034御遠忌の課題

大橋 宏雄

 来年三月に三重教区・桑名別院宗祖親鸞聖人七百五十回御遠忌法要が勤まります。
 御遠忌法要は五〇年に一度、それは一生に一度の法要だと言ってよいのではないかと思います。その一生に一度の『時』と『場』としての法要が、私にとってどういうものであるのかを考える一つの手がかりとして、報恩講ということが思われます。

 報恩講はそれぞれの場で年に一度勤められますが、報恩講について「三六五日報恩講だ」ということを聞かせていただいたことがあります。それは報恩講が単に親鸞聖人の御命日の法要ということだけではないということを教えてくださっているのだと思います。

 その「三六五日報恩講だ」という言葉から私が思うのは、「姿勢が問われる」ということです。
 姿勢とは聞法の姿勢ということもありますし、それはそのまま生きる姿勢ということにもなろうかと思います。
 そして、「姿勢」ということで思い起こされるのは、これまで聞かせていただき、今も聞かせていただいている先生や先輩方の姿です。

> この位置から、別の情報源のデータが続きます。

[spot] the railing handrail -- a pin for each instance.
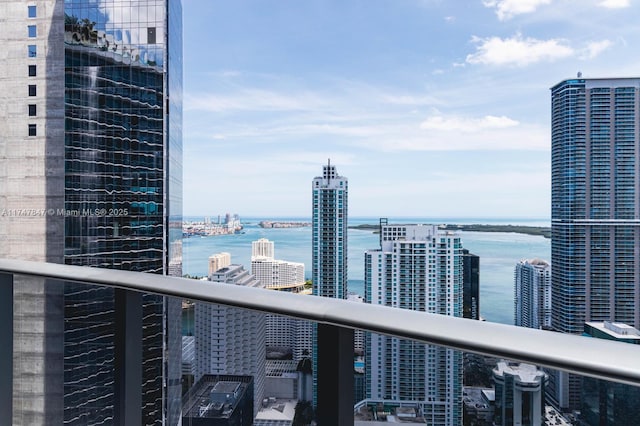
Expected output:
(592, 357)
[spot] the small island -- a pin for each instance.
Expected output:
(282, 224)
(543, 231)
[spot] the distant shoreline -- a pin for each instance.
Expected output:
(542, 231)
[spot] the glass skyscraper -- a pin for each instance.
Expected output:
(595, 202)
(100, 132)
(595, 195)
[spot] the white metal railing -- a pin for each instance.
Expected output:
(577, 354)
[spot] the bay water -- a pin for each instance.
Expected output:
(499, 253)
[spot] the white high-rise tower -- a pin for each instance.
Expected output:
(533, 294)
(417, 267)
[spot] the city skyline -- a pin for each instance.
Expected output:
(452, 100)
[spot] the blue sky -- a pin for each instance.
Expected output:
(431, 108)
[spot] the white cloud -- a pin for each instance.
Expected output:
(595, 48)
(254, 100)
(517, 51)
(615, 4)
(506, 9)
(464, 124)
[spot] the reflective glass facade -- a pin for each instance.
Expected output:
(122, 193)
(595, 212)
(595, 202)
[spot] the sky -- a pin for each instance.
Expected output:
(431, 108)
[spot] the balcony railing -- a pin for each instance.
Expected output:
(336, 321)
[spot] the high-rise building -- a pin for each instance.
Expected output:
(231, 340)
(218, 261)
(520, 393)
(595, 189)
(273, 273)
(471, 285)
(532, 298)
(262, 248)
(329, 242)
(282, 333)
(417, 267)
(595, 218)
(91, 164)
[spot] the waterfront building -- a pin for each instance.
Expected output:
(218, 261)
(329, 229)
(471, 285)
(89, 148)
(284, 334)
(417, 267)
(329, 241)
(519, 394)
(231, 340)
(606, 403)
(532, 298)
(262, 248)
(595, 218)
(274, 273)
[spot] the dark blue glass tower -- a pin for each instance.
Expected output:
(122, 147)
(595, 213)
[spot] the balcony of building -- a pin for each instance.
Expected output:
(336, 319)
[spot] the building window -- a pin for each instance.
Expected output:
(151, 35)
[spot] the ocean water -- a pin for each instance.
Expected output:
(499, 253)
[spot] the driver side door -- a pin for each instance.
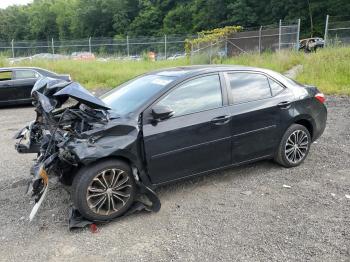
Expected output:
(196, 138)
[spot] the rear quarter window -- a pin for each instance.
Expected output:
(275, 87)
(6, 75)
(246, 87)
(25, 74)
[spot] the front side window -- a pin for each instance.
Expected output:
(196, 95)
(5, 76)
(133, 94)
(246, 87)
(275, 87)
(25, 74)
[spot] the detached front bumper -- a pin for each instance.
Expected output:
(25, 144)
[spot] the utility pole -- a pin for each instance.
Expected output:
(127, 46)
(165, 51)
(298, 35)
(279, 35)
(13, 48)
(326, 31)
(260, 39)
(52, 46)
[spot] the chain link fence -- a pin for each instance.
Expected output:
(135, 48)
(264, 38)
(337, 30)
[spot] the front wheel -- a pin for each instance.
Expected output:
(104, 190)
(294, 146)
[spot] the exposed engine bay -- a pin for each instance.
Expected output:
(72, 129)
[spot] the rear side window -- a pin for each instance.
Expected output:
(6, 75)
(196, 95)
(25, 74)
(275, 87)
(246, 87)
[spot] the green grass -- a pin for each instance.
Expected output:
(96, 74)
(328, 69)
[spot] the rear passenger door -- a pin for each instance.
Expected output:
(196, 138)
(6, 91)
(23, 82)
(257, 112)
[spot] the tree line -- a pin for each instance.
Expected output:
(75, 19)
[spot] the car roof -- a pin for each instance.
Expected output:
(40, 70)
(185, 71)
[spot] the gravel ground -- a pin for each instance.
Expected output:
(241, 214)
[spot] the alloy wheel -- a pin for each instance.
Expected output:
(296, 146)
(109, 191)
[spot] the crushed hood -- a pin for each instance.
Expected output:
(79, 93)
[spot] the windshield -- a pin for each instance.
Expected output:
(130, 96)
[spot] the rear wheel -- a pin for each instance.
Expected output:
(104, 190)
(294, 146)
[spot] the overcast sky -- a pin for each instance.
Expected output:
(6, 3)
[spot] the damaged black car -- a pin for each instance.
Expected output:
(162, 127)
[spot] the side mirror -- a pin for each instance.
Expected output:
(160, 112)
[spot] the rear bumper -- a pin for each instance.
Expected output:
(320, 123)
(26, 101)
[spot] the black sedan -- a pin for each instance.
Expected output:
(16, 83)
(165, 126)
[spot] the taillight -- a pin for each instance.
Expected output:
(320, 97)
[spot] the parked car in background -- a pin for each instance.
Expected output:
(311, 44)
(83, 56)
(16, 83)
(165, 126)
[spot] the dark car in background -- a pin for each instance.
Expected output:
(16, 83)
(165, 126)
(311, 44)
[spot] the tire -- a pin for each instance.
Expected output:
(287, 149)
(95, 194)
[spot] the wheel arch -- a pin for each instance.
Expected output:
(307, 123)
(142, 174)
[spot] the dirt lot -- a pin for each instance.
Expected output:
(242, 214)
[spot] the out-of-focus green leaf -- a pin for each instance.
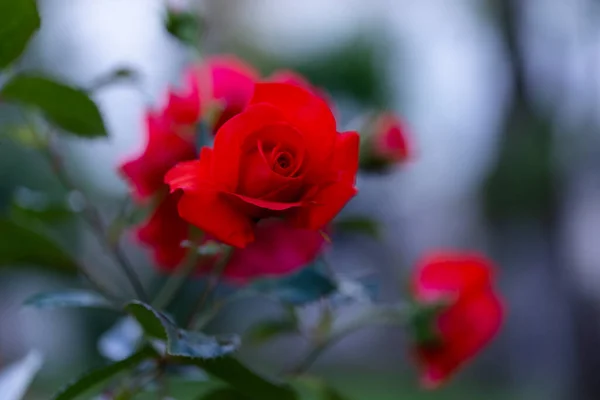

 そして、その姿に私は「自分をごまかさず問うていく」ということを感じます。それは大変難儀なことではありますが、そうでなければ何も聞こえないのだと思います。

 「御遠忌」ということ、そして「ごまかさない」ということを思う時、これも聞かせていただいた言葉が元なのですが、
 「まるで親鸞聖人のことを知っているような顔をして御遠忌と口にしているが、果たして私は親鸞聖人にお遇いしたといえるのか。お遇いしたいと思っているのか。」
という声が聞こえてきます。それは決して私を否定する声ではなく、私を歩ませる、私の姿勢を問う声として聞こえてきます。

 そして最後に、『時』ということを思うと、今の姿勢を問うということが、これまでを見直させ、これからを見据えさせるのではないか。そのことは、一生に一度の『時』と『場』としての御遠忌が、まだしばらくは生きているつもりの私に、「今」という時を重く突きつけてくるように思います。